Chronic pain correlates with several severe complications, including severe depression and suicide attempts and ideation. The lifetime prevalence for chronic pain patients attempting suicide attempt was shown to be between 5% and 14%; suicidal ideation was approximately 20%[13] These complications often require psychiatric intervention and advanced pharmacological or interventional therapies. Severe symptoms must receive treatment immediately, leading to an increase in healthcare costs. It is of the utmost importance to identify the risk factors and perform a thorough assessment of the patient with chronic pain as well as monitor for progression of symptoms. A team approach is an ideal way to limit the effects of chronic pain and its complications. 

  • Evaluation of a patient with acute pain by the primary care provider to prevent the progression of chronic pain is the recommended first step.
  • Conservative management of chronic pain should commence when symptoms are mild or moderate, including physical therapy, cognitive-behavioral therapy, and pharmacological management.
  • A pharmacist or other expert knowledgeable in the medications frequently utilized to treat chronic pain should evaluate the medication regimen to include medication reconciliation to preclude any drug-drug interactions, and alert the healthcare team regarding any concerns.

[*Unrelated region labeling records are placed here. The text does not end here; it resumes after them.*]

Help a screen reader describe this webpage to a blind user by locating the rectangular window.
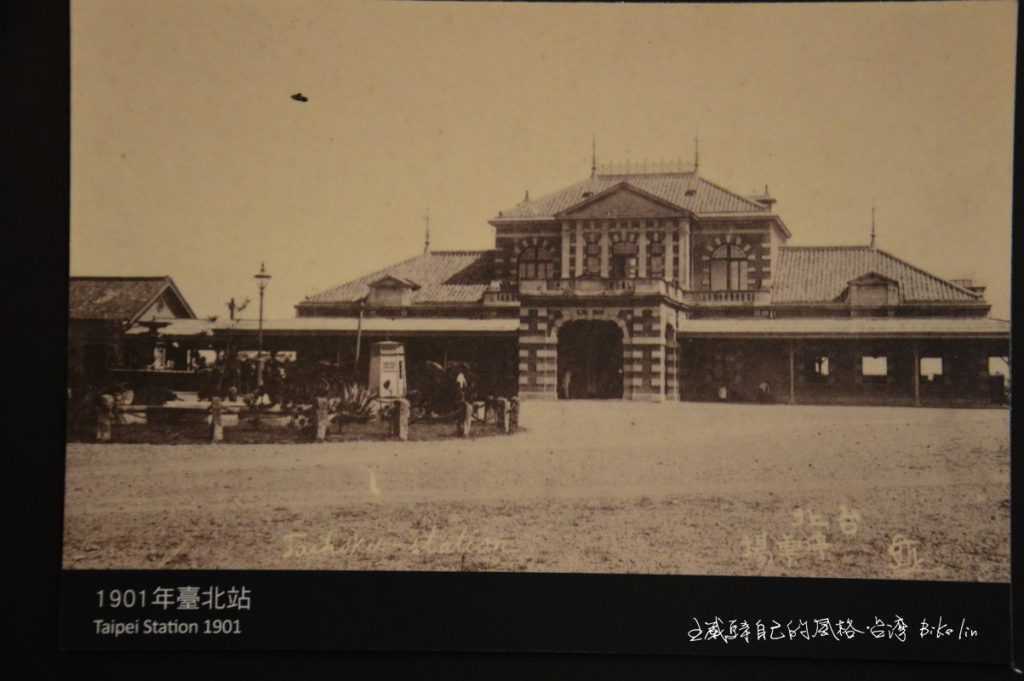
[711,260,729,291]
[921,357,942,381]
[860,354,889,378]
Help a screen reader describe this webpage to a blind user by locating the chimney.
[746,184,777,210]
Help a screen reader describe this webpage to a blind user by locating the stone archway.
[557,320,625,399]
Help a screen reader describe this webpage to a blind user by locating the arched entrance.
[558,320,623,399]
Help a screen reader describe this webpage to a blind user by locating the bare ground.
[65,401,1010,582]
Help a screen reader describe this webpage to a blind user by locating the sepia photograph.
[62,0,1018,583]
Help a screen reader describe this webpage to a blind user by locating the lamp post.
[253,262,270,388]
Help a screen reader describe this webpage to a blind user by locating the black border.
[9,0,1024,679]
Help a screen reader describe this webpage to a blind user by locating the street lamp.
[253,262,270,388]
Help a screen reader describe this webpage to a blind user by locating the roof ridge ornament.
[869,201,874,248]
[423,208,430,254]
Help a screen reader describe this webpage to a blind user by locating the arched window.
[711,244,748,291]
[518,246,555,281]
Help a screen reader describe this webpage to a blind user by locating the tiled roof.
[68,276,191,322]
[299,251,494,305]
[678,316,1010,338]
[496,172,770,219]
[215,315,519,335]
[771,246,982,303]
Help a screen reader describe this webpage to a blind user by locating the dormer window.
[367,275,420,307]
[518,246,555,281]
[845,272,899,307]
[711,244,749,291]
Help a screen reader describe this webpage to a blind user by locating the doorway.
[558,320,623,399]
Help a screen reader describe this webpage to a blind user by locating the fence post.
[210,397,224,442]
[458,402,473,437]
[495,397,512,433]
[96,395,115,442]
[509,395,519,433]
[391,398,412,441]
[314,397,331,442]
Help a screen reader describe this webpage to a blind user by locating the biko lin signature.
[283,527,505,558]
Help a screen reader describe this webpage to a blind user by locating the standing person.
[455,370,469,402]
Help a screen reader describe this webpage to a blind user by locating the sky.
[71,0,1017,318]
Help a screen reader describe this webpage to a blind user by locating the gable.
[367,274,420,291]
[562,184,684,219]
[849,272,899,286]
[69,276,196,323]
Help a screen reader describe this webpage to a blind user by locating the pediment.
[847,272,899,286]
[559,182,685,219]
[837,271,900,306]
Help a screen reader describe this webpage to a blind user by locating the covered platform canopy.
[677,317,1010,340]
[128,316,519,338]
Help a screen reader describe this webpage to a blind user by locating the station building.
[125,157,1010,406]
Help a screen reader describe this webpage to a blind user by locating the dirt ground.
[63,401,1010,582]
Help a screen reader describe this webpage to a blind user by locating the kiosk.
[369,341,406,399]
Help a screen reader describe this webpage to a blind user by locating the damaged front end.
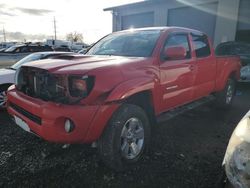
[15,67,94,104]
[223,111,250,188]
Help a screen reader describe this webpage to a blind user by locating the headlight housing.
[223,111,250,188]
[69,76,94,98]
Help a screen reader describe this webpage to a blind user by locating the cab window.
[192,34,211,58]
[164,34,191,59]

  • The patient should follow up with a primary care provider as well as pain specialists as necessary regularly to assess and effectively treat the patient's pain.
  • Clinicians must address comorbid psychiatric disorders. This action may require the involvement of a psychiatrist, depending on the severity of the patient's symptoms.
  • If symptoms worsen on follow up or if there is a concerning escalation of pharmacological therapy such as with opioids, a referral to a pain medicine specialist merits consideration.
  • If the patient has exhausted various pharmacological and nonpharmacological treatment options, interventional procedures can be a consideration.
  • If at any time the patient expresses concern for suicidal ideation or plan, an emergency psychiatric team should evaluate the patient immediately.
  • Patients who have developed opioid dependence secondary to pharmacological therapy should be offered treatment and possibly referral for addiction treatment or detoxification if indicated. The patient should be put on a medication weaning schedule and possible pharmacologic treatment for opioid dependence.
  • Based on CDC recommendations, patients on high-dose opioid medications or patients with risk factors for opioid overdose (e.g., obesity, sleep apnea, concurrent benzodiazepine use, etc.) should receive naloxone at home for the emergent treatment of an unintentional overdose.

The interprofessional team should openly discuss and communicate clearly about the management of each patient so that the patient receives optimal care delivery. This area is where nurses and pharmacists can play a crucial role by helping verify patient compliance with the treatment plan and monitor for progress (or lack thereof) with the present treatment plan. Nurses and pharmacists can help monitor for adverse medication side effects and concerns regarding diversion or misuse of opioids and can communicate any areas of concern to the treating clinicians. Effective, open interprofessional communication is crucial in the optimal management of chronic pain and in minimizing the negative effects of chronic pain in the patient.